Da cozinha para o timão
Tracy Edwards
As marés de sorte e de azar de uma inglesa muito atrevida
Por Regina Hatakeyama
Em 1989, Tracy Edwards comandou a primeira tripulação 100% feminina em uma regata de volta ao mundo
A inglesa Tracy Edwards entrou para a história ao liderar a primeira tripulação feminina a velejar ao redor do mundo. Sua trajetória até esse ponto não foi nada comum. Por fumar e beber durante uma viagem escolar, aos 15 anos, ela foi expulsa do colégio e, sem saber o que fazer da vida, seguiu o conselho da mãe: foi viajar sozinha, para aprender a “se virar” e encontrar o próprio caminho.
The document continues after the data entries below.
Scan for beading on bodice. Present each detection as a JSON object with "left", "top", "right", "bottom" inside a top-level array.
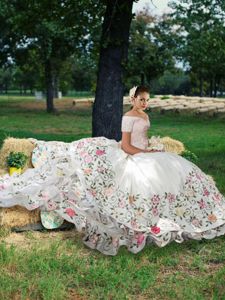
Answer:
[{"left": 121, "top": 116, "right": 150, "bottom": 150}]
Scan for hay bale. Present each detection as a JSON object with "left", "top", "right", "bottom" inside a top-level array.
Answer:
[
  {"left": 0, "top": 138, "right": 41, "bottom": 228},
  {"left": 0, "top": 205, "right": 41, "bottom": 228},
  {"left": 160, "top": 136, "right": 185, "bottom": 154}
]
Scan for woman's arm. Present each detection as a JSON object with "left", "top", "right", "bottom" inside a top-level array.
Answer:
[{"left": 121, "top": 132, "right": 150, "bottom": 155}]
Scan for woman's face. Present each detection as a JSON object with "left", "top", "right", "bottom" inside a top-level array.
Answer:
[{"left": 134, "top": 92, "right": 149, "bottom": 110}]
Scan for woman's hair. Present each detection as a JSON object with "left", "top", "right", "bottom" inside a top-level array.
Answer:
[{"left": 134, "top": 85, "right": 149, "bottom": 98}]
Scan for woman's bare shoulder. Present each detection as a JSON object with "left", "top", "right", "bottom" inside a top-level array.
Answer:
[{"left": 123, "top": 111, "right": 136, "bottom": 117}]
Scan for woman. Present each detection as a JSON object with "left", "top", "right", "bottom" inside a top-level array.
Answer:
[{"left": 0, "top": 87, "right": 225, "bottom": 255}]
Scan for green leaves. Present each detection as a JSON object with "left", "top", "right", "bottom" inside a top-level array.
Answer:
[{"left": 6, "top": 152, "right": 28, "bottom": 169}]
Com apenas 17 anos, ela já estava trabalhando em iates de charter na Grécia, onde encontrou tripulantes com quem se identificava. "Não sabia que havia pessoas como eu, e senti que me encaixava pela primeira vez na vida, que ninguém realmente se importava com o passado de ninguém ou por que estávamos lá", conta a ex-menina problema, que acabou conhecendo o rei Hussein I da Jordânia, que a aconselhou a tripular um veleiro de volta ao mundo.
Em 1985, aos 23 anos, Tracy acabou indo parar a bordo do veleiro britânico Norsk Data GB na regata de volta ao mundo Whitbread Round the World Yacht Race (posteriormente Volvo Ocean Race e atual Ocean Race) e na segunda etapa dessa mesma competição embarcou como cozinheira no sul-africano Atlantic Privateer. Ao constatar que dos mais de 200 tripulantes da regata, apenas quatro eram mulheres, a inquieta inglesinha teve a ideia de formar a primeira tripulação 100% feminina.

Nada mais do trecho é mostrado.